As for priorities, Qualtrough said number one is the Massey Tunnel replacement project as well as affordable housing issues.
“Number one is to get some certainty around the George Massey Tunnel replacement. Not just the funding but also the process,” she said. “What does the environmental process look like from the federal stand-point, so really nail down the process and how we can commit to an actual dollar figure and really give Delta some certainty. The other, and I have had lots of discussions with the mayor on this, is Delta’s housing action plan. We need to ensure that Delta gets its fair share in terms of housing support.”
On a regional level, with the Liberals poised to gain two seats in Richmond, Qualtrough says there is an even greater opportunity to collaborate on issues that will be beneficial to both communities.
“With Mayor [Malcolm] Brodie being open to collaboration there was some of that, but yes, absolutely there can be greater discussions around environmental issues, especially when it comes to the Fraser [River],” she said.
An election no one wanted
Shearer, noting he was disappointed in the results, said it’s clear with the outcome this was an election that should not have been called during the pandemic.
“Most people, in the middle of summer are trying to enjoy time with their families, and then we are in the election campaign and to get people’s attention at the doors…that was the last thing they wanted to talk about,” he said. “We ended up with what we ended up with because people didn’t have time to access what was being offered, what the options were and said I can’t make a different choice and do what we did before, so here we are back to where we were at the beginning $610 million later and that’s really unfortunate.
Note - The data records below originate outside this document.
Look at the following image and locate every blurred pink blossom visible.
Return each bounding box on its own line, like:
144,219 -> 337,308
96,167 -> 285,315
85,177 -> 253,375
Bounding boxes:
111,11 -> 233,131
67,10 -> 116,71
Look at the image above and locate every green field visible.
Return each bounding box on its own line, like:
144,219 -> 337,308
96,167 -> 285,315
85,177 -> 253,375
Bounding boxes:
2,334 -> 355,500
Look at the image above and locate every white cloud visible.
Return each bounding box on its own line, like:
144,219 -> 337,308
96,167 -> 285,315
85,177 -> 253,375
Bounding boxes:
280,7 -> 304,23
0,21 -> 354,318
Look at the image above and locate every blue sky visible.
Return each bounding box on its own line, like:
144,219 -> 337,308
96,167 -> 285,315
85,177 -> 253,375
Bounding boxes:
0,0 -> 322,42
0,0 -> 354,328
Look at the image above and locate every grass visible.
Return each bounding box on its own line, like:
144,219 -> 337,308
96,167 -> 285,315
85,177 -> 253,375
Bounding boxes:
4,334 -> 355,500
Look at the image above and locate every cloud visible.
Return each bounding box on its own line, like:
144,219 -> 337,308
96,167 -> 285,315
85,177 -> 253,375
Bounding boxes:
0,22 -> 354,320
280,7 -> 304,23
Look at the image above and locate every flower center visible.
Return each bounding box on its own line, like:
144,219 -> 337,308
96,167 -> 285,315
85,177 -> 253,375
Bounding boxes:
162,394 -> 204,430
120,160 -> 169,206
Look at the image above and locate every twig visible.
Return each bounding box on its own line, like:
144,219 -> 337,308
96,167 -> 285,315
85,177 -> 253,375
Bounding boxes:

“The positive thing for me is that I got out to speak with a lot of people, had some great conversations and learned more about my community. I look forward to continuing those discussions and continue to work with our business community to make Delta a better place.”
Shearer said through his work as executive director of the Delta Chamber of Commerce as well as with Rotary, he has built fantastic relationships.
“I don’t know in what capacity I will be involved, but I still have relationships with many in the Chamber who encouraged me to run for office,” he said. “I have a significant role with Rotary, which I will continue to work and just be available to be called upon when there is work to be done.”
He said he also hopes to continue to work on behalf of the Conservative Party in the riding.
“It’s fresh from the election and I haven’t had time to reflect. I know we are going to have discussions here in Delta and some of the relationships I have created within Delta. I have some ideas, and will discuss those and see where that takes us here in Delta.”
Great experience for first time candidate
Dean, who entered the political field for the first time, said she had a great experience.
“I was happy to see some gain in the vote share and picking up momentum, so seeing things grow in Western Canada. Getting my feet wet and dipping them into the political scene…everything for me went better than expected,” said Dean. “I was terrified at first, but even people who were not voting NDP in Delta were supportive and kind. I enjoyed connecting with every single resident. A lot of really supportive messages and emails coming in the whole time. The whole process for me has been really fun, but also very confidence building and empowering, so I really did enjoy myself.”
Dean said she has not ruled out running again.
“Not saying no for sure, it is really seeing where I am at in my personal and professional life, so the future is bright for sure,” she said.
Dean added that she wants to continue working on behalf of the party to strengthen their position in Delta.
“I was Randy’s campaign manager in the last election. With this election and meeting supporters and people from the NDP in Delta, I definitely got a taste of it and met a lot of people, so certainly want to get involved more with the riding association,” she said.